Я вздрогнул. Перед глазами как наяву встал змей с его равнодушным: «Жжжеррртвааа». Душа отозвалась болью.
Григорий Ефимович, видимо, понял мои мысли и сказал:
— Тут будет не так. Не скажу, что просто, но не так.
Спрашивать: «как?» я не стал. Я молча шагнул под дождь. Потому что на самом деле пофиг как! Всё равно я Сан Саныча порву. Иначе смерть Чёрного будет напрасной.
На высокое крыльцо избушки я взлетел одним из последних. Все парни, включая и Арика с Ильёй, уже были внутри. Позади меня шли только преподаватели. Они шли спокойно, и дождь не касался их. И я чертыхнулся — я опять забыл про защитный кокон. Теперь вот одёжка намокла…
Из наших не все оказались мокрыми. Николай, Артём, Сергей и даже Мишка были сухими. То, что Николай вспомнил про защиту, резануло, но не удивило. А вот Мишка… Я разозлился. Не на него. На себя. Ничему-то я не учусь. Но хотя бы высушиться могу ведь? И я катанул внутри себя солнышко. А потом по наитию выкатил его над всеми, пусть обсохнут, ибо нефиг!
Арик то ли от неожиданности, то ли ещё из-за чего закрылся от моего солнышка, а Баба-яга оглянулась на меня, нахмурилась, но промолчала. Я догадался, что опять налажал, и едва народ обсох, закатил солнышко обратно.
Избушка Бабы-яги снаружи казалась небольшой. Стоит словно игрушечная на четырёх столбах, как на ногах. Поветь, где мы ночевали, и то больше.
Изнутри избушка вроде тоже была невелика, плюс, огромная печь занимала немалое пространство, однако из наших никто на улице не остался.

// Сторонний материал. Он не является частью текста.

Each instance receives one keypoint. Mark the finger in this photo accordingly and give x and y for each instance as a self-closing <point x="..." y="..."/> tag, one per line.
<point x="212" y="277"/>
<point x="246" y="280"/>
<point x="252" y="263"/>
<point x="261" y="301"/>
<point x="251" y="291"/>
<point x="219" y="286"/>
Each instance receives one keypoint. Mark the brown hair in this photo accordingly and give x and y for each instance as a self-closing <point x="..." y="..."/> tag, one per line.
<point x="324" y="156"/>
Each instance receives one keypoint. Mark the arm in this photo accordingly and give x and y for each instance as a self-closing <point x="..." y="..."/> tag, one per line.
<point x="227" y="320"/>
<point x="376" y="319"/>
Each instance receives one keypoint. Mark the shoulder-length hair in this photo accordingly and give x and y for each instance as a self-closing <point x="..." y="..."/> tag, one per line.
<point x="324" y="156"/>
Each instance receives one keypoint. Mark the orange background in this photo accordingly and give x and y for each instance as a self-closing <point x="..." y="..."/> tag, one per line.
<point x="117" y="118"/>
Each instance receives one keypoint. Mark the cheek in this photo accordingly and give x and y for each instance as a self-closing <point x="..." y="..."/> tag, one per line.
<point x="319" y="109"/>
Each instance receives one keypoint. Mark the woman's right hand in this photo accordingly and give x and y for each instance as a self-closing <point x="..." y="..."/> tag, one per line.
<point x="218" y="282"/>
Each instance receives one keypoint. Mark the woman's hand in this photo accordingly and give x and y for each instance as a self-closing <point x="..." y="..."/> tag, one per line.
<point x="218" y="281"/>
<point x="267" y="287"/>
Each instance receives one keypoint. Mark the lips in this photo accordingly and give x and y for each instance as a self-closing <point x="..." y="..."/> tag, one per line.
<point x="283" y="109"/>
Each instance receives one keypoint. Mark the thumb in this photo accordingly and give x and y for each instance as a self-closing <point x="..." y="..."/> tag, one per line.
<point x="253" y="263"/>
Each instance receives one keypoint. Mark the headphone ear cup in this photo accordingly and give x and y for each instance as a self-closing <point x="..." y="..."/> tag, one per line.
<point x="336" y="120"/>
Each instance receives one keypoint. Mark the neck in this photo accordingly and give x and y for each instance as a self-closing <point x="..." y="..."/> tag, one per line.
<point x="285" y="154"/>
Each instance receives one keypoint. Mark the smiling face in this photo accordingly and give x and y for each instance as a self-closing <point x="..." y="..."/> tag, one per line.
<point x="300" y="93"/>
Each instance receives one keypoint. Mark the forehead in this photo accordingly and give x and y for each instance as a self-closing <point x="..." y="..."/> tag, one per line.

Места на застеленной самотканой дорожкой лавке вдоль стены определили Ефимычам, преподавателям и Артёму с Глебом. А мы расселись на скамье с другой стороны большого стола. Плотненько правда, но в тесноте да не в обиде.
Арик сел далеко. Илья — рядом с ним.
Мне, конечно, пофиг, но как-то стало грустно.
Девчонки начали подавать нам миски с кашей — каждому отдельно. Они так ловко справлялись, как будто всю жизнь жили тут, у Бабы-яги, знали уклад и гостей встречали каждый день. Я смотрел на них и понимал: в каждой девушке в потенциале живёт Баба-яга. Не у всех она раскрывается с течением жизни. Но, похоже, только потому, что миру не нужно столько привратниц.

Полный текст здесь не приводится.